Antalya İli, Finike İlçesi, Saklısu Mahallesi sınırlarında yer alan Limyra Antik Kenti, Toçak Dağı’nın güney eteklerinde, erken dönem yapıların yer aldığı Akropol ile onun hemen güneyinde, şimdi karayolu ile ayrılan düzlükte Roma ve Doğu Roma (Bizans) Dönemi surları içinde kalan alanı kapsamaktadır.
Limyra'nın adı, Likçe yazıtlarda "Zemuri" olarak geçmektedir. Bu durum şehrin en azından MÖ 5. yy’dan itibaren yerleşim gördüğünün kanıtlamaktadır. Kent en parlak dönemini MÖ 4. yy’ın ilk yarısında, bölgenin başkenti konumuna geldiği Likya Kralı Perikle zamanında yaşamıştır. Bölgeye ilişkin kayıtlardan; Perikle'nin Likya Birliğini oluşturmak ve egemenlik sahasını genişletmek için uğraştığı yıllarda, Pers hâkimiyetinin söz konusu olduğunu ortaya koymaktadır. Ancak bu hâkimiyet sadece sözde kalmış, diğer şehirler gibi Limyra'nın da büyük bir serbesti içinde bulunduğu söylenebilir.
Perikle Dönemi’nden sonraki parlak devrini MS 2-3. yüzyıllarda yeniden yaşayan Limyra, depremler yüzünden zarar görse de yeniden inşa edilmiştir. Doğu Roma (Bizans) egemenliği sırasında piskoposluk merkezi olan kent, MS 8-9. yüzyıllardaki Arap akınları sonrasında terk edilmiştir.
Kentin kuzeyinde yer alan Akropol, bir iç kale ile aşağı kaleden oluşmaktadır. Aşağı kalede surlar, sarnıçlar, kilise ve Perikle Heroonu yer alır. MÖ 4. yy’a tarihlenen Kral Perikle'ye ait bu anıt mezar, mimarisinin Ksanthos'taki Nereidler Anıtı’na benzemesi ve önemli parçalarının Antalya Müzesi’nde sergilenmesi ile ayrı bir önem arz eder. Akropolün düzlüğe ulaştığı yerde Turunçova-Kumluca karayolunun hemen kenarında, orijinali Hellenistik Döneme ait olan ve MS 141 yılında büyük bir onarım geçiren tiyatro binası yer alır.
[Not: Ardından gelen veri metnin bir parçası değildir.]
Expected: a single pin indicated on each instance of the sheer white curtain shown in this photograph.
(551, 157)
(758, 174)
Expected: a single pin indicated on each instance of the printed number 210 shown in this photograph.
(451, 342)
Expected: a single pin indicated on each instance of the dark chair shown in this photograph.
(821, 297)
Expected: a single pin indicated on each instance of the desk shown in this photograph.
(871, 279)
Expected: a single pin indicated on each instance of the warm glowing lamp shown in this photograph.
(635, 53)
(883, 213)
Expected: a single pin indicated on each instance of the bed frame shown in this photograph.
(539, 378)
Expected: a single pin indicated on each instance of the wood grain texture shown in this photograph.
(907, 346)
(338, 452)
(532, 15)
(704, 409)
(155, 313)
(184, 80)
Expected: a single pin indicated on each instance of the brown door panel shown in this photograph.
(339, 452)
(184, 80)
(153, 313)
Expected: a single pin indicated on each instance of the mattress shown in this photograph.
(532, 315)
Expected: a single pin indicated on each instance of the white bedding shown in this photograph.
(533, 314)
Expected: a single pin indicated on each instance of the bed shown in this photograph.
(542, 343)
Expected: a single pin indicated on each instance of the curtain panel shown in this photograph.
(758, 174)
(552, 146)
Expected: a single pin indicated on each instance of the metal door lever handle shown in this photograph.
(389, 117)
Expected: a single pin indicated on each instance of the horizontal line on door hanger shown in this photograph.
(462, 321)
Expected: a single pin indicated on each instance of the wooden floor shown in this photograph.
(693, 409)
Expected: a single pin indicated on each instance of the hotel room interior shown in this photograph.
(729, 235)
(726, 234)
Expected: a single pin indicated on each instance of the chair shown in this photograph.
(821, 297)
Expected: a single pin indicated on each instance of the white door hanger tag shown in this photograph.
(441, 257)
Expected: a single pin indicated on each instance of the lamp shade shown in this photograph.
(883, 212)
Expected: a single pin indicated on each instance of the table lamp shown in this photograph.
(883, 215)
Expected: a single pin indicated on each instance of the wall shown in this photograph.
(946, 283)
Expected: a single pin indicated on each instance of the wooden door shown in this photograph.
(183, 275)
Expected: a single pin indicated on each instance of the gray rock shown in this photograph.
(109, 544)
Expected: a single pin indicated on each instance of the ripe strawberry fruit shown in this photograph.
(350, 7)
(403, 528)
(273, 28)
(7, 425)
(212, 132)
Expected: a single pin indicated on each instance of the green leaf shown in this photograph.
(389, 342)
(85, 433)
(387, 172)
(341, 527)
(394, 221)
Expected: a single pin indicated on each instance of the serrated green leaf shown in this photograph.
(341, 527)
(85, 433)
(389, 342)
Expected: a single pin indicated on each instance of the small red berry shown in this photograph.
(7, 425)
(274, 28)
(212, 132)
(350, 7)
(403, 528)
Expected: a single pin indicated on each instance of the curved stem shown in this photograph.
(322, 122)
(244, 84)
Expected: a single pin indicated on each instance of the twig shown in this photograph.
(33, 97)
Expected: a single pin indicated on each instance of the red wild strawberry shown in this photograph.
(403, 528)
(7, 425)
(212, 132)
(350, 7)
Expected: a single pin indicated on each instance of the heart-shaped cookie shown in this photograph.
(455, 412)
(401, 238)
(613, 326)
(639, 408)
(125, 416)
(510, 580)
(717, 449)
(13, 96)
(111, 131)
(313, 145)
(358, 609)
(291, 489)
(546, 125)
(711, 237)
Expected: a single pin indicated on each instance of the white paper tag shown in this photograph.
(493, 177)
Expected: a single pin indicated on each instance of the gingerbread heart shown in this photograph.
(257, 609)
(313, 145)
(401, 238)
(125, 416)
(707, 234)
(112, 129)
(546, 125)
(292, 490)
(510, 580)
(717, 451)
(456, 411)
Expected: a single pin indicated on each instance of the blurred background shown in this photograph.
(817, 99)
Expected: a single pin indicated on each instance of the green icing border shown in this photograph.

Karayolunun güneyi; Limyros Çayı ile doğu ve batı olmak üzere bölünmüş iki ayrı ada halindedir. Limyros’un batısındaki Erken Doğu Roma (Bizans) Dönemi suru içindeki alanda, daha eski kalıntılar vardır. Surun güney duvarı içerisinde “Ptolemaion” adlı yapı ortaya çıkarılmıştır. Hellenistik Dönem’de yapılan bu anıt ve ona ait Antalya Müzesi’nde sergilenen heykeltıraşlık eserleri önemli buluntularıdır. Alanda yer alan bir diğer önemli yapı ise İmparator Augustus'un manevi oğlu Gaius Caesar adına MS 4 yılında yapılmış anıtsal mezarıdır. Anıt, Gaius Caesar'ın Kudüs'ten Roma'ya dönerken Limyra'da ölmesi nedeni ile inşa edilmiştir. Cenaze veya içinde küllerin bulunduğu urne Roma’ya götürülmüş, onun anısına içinde naaşı olmayan anıtsal mezar (kenotaph) yapılmıştır.
Limyra, Likya Bölgesi’nin en çok kaya mezarına sahip kentlerinden biridir. Kentte 400’ü aşkın kaya mezarı yer almaktadır ve çoğu mezar Likya dilinde yazılmış kitabeleriyle bilinmektedir.